None of Zarathustra's companions can be overmen because they all carry too much of the old world with them. For instance, the pope is weighed down by his love for God, and the ugliest man is weighed down by his resentment of pity. Zarathustra (and Nietzsche elsewhere) claims several times that the overman is something that must be bred, which explains his interest in marriage and breeding. These men are potential breeders: they have the right goal in mind, and the right intentions. Unlike them, perhaps their children may be born free of the prejudices that they themselves have worked so hard to shake off.

Zarathustra reassures his companions, urging them to dance and laugh. Above all, they should avoid the unconditional: anything that claims to be absolute, such as God, truth, or morality. This is equivalent to the claim made in the commentary on the second half of Part III, that all Nietzsche's criticisms are aimed fundamentally at the "spirit of gravity," which fails to see that nothing is permanent. The chapter "On the Higher Man" contains something of a summary of Nietzsche's thought (like "On Old and New Tablets" in Part III), and ends with a long exhortation to dance and laughter.

Immediately following this exhortation, however, we have the magician's "Song of Melancholy," in which he wonders whether this dance and laughter is merely an escape from the truth that makes them only fools or only poets. This is a moment of self-criticism and self-doubt by Nietzsche, and this song, as with all the other poems in Part four, was published elsewhere in a slightly altered version under Nietzsche's own name. Perhaps, he wonders, in all my efforts to free myself from dogmatism and absolutism, I've freed myself from everything substantial. Like a fool or a poet, perhaps I deal only with frivolous and pleasing subjects, and that's why I laugh. These doubts are immediately dismissed, and are followed by a discussion of science that is a bit out of place in this part of the book.

The final moment of self-doubt comes when the company begins praying to an ass, in an allusion to Exodus: 32 in the Bible, where the people of Israel build a golden calf just before Moses descends from Mount Sinai with the Ten Commandments. Similarly, the Last Supper, which is alluded to in the title of chapter twelve, is the moment of the Holy Eucharist, which is central to Christian worship. These moments of solemn law giving, however, become moments of laughter for Zarathustra. By alluding to these biblical passages, Nietzsche is signaling that he is about to lay down his own "commandments" in the penultimate chapter, but that these are not law-like commandments that must be obeyed by all. Rather, he lays out an exhortation to laugh and to seek joy, to mock anything serious, including ourselves, and, of course, including the scriptures that are being alluded to.

The Drunken Song contains a joyous affirmation of the eternal recurrence:

"Have you ever said Yes to a single joy? O my friends, then you said Yes to all woe. All things are entangled, ensnared, enamored; if ever you wanted one thing twice, if ever you said, "You please me, happiness! Abide, moment!" then you wanted all back.

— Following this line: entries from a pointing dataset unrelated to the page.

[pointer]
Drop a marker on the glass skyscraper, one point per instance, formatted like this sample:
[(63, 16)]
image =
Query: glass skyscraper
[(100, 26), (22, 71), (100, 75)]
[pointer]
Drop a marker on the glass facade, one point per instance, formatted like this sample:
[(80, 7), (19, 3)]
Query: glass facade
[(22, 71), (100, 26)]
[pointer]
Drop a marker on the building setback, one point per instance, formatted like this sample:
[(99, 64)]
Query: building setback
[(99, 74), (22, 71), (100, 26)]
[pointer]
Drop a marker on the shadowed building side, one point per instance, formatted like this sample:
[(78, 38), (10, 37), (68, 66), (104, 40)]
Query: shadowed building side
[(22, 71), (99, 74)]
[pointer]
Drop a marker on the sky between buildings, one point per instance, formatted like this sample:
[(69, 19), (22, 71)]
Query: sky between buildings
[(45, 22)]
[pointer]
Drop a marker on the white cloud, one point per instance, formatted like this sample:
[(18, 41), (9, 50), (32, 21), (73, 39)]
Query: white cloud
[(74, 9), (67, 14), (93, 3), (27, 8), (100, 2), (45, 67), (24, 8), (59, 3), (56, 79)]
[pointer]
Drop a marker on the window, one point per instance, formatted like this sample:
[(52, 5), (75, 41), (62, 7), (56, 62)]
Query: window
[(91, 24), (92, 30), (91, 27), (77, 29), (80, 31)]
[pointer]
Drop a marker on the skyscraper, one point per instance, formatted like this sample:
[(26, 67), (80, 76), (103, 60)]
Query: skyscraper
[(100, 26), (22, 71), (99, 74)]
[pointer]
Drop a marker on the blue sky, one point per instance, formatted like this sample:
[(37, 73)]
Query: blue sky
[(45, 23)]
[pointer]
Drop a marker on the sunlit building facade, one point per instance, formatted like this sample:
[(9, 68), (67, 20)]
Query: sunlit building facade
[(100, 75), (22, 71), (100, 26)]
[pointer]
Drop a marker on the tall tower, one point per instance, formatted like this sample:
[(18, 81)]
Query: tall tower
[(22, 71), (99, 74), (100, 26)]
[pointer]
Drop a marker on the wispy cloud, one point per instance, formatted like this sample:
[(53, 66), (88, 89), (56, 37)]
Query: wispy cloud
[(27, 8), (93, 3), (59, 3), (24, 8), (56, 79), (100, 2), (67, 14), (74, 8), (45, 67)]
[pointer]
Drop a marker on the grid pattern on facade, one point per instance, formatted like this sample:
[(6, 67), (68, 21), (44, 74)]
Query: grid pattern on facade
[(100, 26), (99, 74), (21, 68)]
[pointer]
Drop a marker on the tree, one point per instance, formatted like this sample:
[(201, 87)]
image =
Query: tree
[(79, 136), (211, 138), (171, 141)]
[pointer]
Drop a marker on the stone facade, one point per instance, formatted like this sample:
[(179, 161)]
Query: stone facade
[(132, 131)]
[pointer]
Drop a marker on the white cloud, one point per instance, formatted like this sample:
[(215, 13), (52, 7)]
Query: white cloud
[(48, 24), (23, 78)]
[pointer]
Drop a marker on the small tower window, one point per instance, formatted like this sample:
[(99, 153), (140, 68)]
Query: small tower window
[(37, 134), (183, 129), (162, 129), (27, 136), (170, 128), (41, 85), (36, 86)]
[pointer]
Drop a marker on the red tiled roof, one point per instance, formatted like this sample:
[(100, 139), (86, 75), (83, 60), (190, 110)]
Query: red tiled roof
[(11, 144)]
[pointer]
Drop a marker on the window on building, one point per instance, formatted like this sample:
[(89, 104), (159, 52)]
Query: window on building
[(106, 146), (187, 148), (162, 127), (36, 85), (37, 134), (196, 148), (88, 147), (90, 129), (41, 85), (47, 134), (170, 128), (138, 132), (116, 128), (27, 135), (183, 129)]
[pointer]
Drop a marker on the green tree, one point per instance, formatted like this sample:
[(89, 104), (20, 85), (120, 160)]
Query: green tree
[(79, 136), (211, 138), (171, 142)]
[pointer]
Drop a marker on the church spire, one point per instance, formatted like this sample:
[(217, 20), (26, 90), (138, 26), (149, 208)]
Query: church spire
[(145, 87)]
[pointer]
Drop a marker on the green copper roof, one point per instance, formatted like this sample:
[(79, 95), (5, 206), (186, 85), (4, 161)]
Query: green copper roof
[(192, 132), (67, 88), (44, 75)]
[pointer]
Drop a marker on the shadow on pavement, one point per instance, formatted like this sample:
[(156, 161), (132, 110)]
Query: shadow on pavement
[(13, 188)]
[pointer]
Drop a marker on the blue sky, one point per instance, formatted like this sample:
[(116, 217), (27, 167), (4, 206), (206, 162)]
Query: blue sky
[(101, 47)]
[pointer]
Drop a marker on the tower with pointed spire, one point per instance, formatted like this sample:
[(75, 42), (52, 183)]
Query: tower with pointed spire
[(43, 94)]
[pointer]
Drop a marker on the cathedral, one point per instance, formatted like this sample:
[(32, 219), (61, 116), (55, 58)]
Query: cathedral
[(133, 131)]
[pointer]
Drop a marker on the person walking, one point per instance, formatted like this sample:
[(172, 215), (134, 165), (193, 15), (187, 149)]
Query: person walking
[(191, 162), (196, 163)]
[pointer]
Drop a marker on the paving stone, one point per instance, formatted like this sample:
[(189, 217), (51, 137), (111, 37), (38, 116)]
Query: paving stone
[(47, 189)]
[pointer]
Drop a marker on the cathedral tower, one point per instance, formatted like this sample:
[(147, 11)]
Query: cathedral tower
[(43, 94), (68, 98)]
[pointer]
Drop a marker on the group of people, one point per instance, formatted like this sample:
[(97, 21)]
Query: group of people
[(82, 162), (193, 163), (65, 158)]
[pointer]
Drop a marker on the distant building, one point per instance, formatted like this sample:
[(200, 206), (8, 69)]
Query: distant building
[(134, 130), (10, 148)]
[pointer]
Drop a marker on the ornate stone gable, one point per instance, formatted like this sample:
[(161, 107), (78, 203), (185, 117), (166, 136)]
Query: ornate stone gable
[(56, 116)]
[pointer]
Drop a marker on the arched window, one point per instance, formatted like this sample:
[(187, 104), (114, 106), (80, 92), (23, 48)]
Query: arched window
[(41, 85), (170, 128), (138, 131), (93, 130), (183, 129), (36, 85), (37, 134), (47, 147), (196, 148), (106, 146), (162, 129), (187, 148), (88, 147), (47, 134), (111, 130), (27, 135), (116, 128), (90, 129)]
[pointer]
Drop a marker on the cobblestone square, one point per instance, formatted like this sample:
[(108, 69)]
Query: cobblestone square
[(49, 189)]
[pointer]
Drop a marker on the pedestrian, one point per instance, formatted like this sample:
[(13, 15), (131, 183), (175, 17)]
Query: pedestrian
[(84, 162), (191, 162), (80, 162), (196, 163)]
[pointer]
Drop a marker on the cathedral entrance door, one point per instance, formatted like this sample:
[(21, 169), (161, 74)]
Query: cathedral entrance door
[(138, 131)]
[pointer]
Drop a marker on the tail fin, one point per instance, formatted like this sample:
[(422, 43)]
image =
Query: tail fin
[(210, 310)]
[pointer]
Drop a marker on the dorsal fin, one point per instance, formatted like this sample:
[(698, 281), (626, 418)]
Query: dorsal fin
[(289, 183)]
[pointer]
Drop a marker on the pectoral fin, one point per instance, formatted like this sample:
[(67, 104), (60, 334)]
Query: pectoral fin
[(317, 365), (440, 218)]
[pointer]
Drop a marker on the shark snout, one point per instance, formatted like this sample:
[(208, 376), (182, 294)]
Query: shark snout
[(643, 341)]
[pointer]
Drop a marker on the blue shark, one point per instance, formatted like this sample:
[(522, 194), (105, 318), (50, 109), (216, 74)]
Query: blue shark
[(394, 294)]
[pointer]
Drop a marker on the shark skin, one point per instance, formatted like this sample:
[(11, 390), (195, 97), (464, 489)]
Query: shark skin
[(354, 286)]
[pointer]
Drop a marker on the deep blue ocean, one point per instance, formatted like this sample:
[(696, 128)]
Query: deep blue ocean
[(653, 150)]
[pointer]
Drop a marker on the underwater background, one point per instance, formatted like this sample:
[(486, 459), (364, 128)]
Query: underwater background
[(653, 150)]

All anew, all eternally, all entangled, ensnared, enamored—oh, then you loved the world. Eternal ones, love it eternally and evermore; and to woe too, you say: go, but return! For all joy wants—eternity."

The universe is not made up of static, separate moments that can be identified and isolated. Rather, it is in constant flux, and everything in every moment is a part of this fundamental process of becoming. Thus, no moment of joy can be singled out from this flux and held on to as if it were separate from the rest. If one can accept the eternal recurrence and what Deleuze calls "the being of becoming," one can accept that one's joys are not distinct from one's miseries. You can either take all or nothing, and if you take all, you must be willing to have it for all eternity.

The appearance of the lion in the final chapter is an allusion to the first chapter, "On the Three Metamorphoses," where the lion is represented as the second stage on the way to becoming an overman. The lion will be followed by the child, the innocent creator. On seeing the lion, Zarathustra says, "my children are near, my children."